Глумовы — страница 41 из 72

– Что-то, молодуха, ем я хлеб-то… а он как будто больно сыроват, – сказала Маремьяна Кирилловна и разразилась вдруг смехом; ее примеру последовали муж и братья. А Прасковья Игнатьевна сидела, как на иголках, и когда затворила калитку за гостьею, то послала ей вдогонку всех чертей.

На другой день все Козье Болото узнало, что молодуха Глумиха, что вышла за учителя Курносова, печь хлебы не умеет!

И вот с этого дня, как только она ни выйдет на улицу и как только ни попадется ей навстречу какая-нибудь женщина, то первый вопрос, который она слышат: «А што, молодуха, научилась ли ты хлебы-то печь?» И пошли, как водится, шушуканья и пересуды…

Как бы то ни было, а с этого времени, со времени толков о том, что она плохая стряпуха, Прасковья Игнатьевна начала сознавать, что роль ее в обществе изменилась.
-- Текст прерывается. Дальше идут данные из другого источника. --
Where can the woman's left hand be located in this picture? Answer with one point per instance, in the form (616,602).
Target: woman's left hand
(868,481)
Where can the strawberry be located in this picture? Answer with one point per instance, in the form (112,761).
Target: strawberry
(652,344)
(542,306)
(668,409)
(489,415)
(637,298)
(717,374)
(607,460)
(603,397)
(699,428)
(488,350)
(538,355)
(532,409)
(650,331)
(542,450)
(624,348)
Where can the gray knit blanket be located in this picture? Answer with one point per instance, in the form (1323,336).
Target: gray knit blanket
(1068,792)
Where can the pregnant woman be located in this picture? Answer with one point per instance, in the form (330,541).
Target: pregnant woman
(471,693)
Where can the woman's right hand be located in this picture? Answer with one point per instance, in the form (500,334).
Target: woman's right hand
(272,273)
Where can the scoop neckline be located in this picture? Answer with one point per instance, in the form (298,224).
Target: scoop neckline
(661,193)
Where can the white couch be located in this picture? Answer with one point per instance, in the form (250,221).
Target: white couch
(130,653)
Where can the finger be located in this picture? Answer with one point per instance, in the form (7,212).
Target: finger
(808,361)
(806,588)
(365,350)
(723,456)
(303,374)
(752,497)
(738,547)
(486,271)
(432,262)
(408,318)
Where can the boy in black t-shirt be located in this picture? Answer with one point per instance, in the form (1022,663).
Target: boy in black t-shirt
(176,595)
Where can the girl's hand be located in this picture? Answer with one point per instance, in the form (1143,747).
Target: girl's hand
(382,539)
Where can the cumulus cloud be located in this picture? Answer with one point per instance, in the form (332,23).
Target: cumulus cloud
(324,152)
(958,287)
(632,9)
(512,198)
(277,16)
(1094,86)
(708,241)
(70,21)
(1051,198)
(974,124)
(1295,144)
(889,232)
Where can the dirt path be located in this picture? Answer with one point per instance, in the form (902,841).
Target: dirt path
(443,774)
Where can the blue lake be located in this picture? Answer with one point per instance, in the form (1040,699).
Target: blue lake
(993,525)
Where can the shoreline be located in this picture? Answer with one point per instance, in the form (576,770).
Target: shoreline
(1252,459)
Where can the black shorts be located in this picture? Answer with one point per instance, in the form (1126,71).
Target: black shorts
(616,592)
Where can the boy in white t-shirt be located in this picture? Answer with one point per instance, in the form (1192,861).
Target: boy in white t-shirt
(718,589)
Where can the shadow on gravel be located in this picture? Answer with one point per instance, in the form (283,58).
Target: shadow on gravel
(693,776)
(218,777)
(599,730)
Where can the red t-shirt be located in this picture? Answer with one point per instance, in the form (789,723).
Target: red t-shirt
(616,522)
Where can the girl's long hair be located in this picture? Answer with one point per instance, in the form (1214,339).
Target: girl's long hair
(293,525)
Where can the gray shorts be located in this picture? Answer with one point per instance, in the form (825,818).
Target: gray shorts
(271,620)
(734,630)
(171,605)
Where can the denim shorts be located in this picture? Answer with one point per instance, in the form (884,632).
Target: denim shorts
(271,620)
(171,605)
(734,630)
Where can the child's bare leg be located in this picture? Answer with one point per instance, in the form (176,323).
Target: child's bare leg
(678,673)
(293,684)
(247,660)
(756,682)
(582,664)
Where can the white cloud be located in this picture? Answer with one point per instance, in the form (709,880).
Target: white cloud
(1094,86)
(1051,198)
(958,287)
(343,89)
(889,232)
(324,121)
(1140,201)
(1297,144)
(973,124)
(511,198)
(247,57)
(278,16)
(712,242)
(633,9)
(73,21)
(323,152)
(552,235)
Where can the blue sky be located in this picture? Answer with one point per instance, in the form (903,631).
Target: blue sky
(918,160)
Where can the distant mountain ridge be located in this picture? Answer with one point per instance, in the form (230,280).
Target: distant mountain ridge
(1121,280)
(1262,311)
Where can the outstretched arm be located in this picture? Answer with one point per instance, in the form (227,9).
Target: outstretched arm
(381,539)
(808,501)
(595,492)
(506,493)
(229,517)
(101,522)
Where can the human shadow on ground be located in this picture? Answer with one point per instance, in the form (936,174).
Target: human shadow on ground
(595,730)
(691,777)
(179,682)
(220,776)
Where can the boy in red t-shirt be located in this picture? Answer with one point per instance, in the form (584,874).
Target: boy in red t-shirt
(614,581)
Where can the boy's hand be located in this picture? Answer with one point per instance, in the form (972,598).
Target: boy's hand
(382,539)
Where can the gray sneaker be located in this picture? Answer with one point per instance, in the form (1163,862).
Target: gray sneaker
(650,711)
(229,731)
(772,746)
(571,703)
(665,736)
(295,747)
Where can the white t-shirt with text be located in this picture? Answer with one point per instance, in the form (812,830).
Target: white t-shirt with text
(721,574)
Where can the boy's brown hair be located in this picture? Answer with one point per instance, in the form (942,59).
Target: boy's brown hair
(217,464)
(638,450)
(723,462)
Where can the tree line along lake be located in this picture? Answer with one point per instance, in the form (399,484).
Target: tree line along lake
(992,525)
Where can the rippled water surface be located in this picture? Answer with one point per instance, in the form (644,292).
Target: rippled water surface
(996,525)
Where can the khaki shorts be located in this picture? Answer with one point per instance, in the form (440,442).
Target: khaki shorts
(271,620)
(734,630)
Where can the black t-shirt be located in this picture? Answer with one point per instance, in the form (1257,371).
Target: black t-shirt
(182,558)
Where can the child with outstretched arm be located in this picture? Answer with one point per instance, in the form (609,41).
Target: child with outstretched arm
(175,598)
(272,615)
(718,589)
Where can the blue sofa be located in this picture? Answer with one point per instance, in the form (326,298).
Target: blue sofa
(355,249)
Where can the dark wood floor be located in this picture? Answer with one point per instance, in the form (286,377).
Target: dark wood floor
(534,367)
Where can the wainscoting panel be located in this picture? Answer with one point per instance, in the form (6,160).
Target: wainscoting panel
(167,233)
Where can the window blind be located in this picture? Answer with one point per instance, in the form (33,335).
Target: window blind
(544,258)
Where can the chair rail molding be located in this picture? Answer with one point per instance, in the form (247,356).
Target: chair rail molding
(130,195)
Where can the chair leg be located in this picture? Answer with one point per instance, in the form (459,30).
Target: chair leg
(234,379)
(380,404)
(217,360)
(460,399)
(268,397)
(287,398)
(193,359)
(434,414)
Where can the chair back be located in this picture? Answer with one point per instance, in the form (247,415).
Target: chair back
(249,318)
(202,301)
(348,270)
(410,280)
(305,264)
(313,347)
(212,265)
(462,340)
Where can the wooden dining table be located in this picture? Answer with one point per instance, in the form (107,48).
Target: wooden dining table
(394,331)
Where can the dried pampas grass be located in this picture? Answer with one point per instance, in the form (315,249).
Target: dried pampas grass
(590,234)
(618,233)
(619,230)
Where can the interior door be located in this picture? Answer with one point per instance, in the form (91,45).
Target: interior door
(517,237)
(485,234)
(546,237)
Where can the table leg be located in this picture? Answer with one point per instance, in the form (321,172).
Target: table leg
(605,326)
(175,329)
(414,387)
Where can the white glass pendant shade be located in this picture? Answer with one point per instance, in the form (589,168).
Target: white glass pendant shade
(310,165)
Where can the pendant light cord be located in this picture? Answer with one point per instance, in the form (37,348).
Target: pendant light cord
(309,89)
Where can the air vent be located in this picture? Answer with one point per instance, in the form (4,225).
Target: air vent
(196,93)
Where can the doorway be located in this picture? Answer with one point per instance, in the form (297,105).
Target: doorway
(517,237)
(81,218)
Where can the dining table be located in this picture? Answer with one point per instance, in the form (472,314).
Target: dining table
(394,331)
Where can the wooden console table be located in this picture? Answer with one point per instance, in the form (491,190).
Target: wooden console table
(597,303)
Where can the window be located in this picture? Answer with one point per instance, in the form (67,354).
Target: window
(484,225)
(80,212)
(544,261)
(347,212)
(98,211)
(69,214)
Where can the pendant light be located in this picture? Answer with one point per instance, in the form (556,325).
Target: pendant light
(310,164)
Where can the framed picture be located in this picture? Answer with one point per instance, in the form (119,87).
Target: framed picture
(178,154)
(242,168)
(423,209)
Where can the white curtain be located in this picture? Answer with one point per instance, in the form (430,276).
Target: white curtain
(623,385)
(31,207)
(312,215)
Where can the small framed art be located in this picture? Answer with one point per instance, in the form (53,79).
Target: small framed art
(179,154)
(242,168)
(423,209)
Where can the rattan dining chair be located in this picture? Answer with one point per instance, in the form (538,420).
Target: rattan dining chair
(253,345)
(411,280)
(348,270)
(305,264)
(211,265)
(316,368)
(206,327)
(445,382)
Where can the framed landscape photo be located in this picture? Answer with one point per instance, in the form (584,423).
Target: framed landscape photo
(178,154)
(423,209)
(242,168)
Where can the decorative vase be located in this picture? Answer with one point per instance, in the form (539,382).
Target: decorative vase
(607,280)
Соседки, преимущественно девицы, с усмешкой замечали ей: «Какое, подумаешь, счастье тебе вышло! Вот и видно, ворожея у тебя была хорошая… И лицо-то у тя как-то по-другому выказывается». Это, конечно, Прасковья Игнатьевна принимала за насмешку, но все-таки подмечала в этих словах какую-то зависть и досаду, которые она перетолковывала так: «все это они оттого на меня зубы точат, что я вышла замуж за учителя, и не за старого какого-нибудь, а молодого». И больше она ласкалась к мужу, высказывая ему насмешки соседок, на что почтенный супруг преважно отвечал: «Стоит о чем разговаривать!»

Одним словом, она была новичком в новой жизни, и ей непонятны казались многие мелкие случаи из мелкой драмы заводской жизни. Однажды соседка обратилась к Прасковье Игнатьевне со вздохом:

– Так-то, молодуха! Всяко бывает в жизни… Эх молодость!

Прасковья Игнатьевна – точно последнее слово относилось к ней с укоризной – потупила глаза.

– Ведь вот, подумаешь, как время-то идет? – сказала она.

– И что и говорить. Вот я уж и за вторым мужем.

– Ну а я бы в другой раз не пошла за муж, – сказала Прасковья Игнатьевна и тотчас же почувствовала, что она что-то неподходящее сказала, потому что у нее слова вышли бессознательно.

– Вот и видно – молода… А каков у те муженек-то?

Не поняв вопроса: относится ли он к насмешке над ее мужем или к тому, каков он с ней, Прасковья Игнатьевна надула губы и промолчала.

– Не колачивал еще? – спросила вдруг другая женщина, находившаяся тут же.

– С чего ему бить-то меня!.. Смеет!..

Женщины разом захохотали, а одна сказала:

– Вот отсохни язык, коли вру: придет пора, будешь говорить про него и то и другое… Нам ли уж не знать этого?… А может быть, ты терпишь? Я тоже куды как с первоначалу-то терпелива была. Ну, да оно и то надо сказать: баба я молодая, прожила с мужем неделю – он меня бить… Разе это дело говорить: «Ой, бабы, муж у меня драчун»… Тебя же и осудят, и смеяться над тобой будут: глядите-ко, бабы, не успела она замуж выйти, а муженек-то ее костыляет; значит, это по-нашему выходит, что в молодухе изъян есть… Так ли, молодуха?

Прасковья Игнатьевна покраснела. Нечего таить: раз за что-то Петр Саввич ударил ее по спине кулаком. И как же ей обидно-то было! И она вполне согласилась в душе с мнением соседок.

– А ведь и знаешь, что ты чиста, как голубь… Вот и молчишь, и терпишь, а потом и привыкнешь, и знаешь, с которой стороны он тебя ударить хочет, да и не отвертываешься… Поплачешь, поплачешь, да с тем и останешься, еще за слезы зуботычину получишь.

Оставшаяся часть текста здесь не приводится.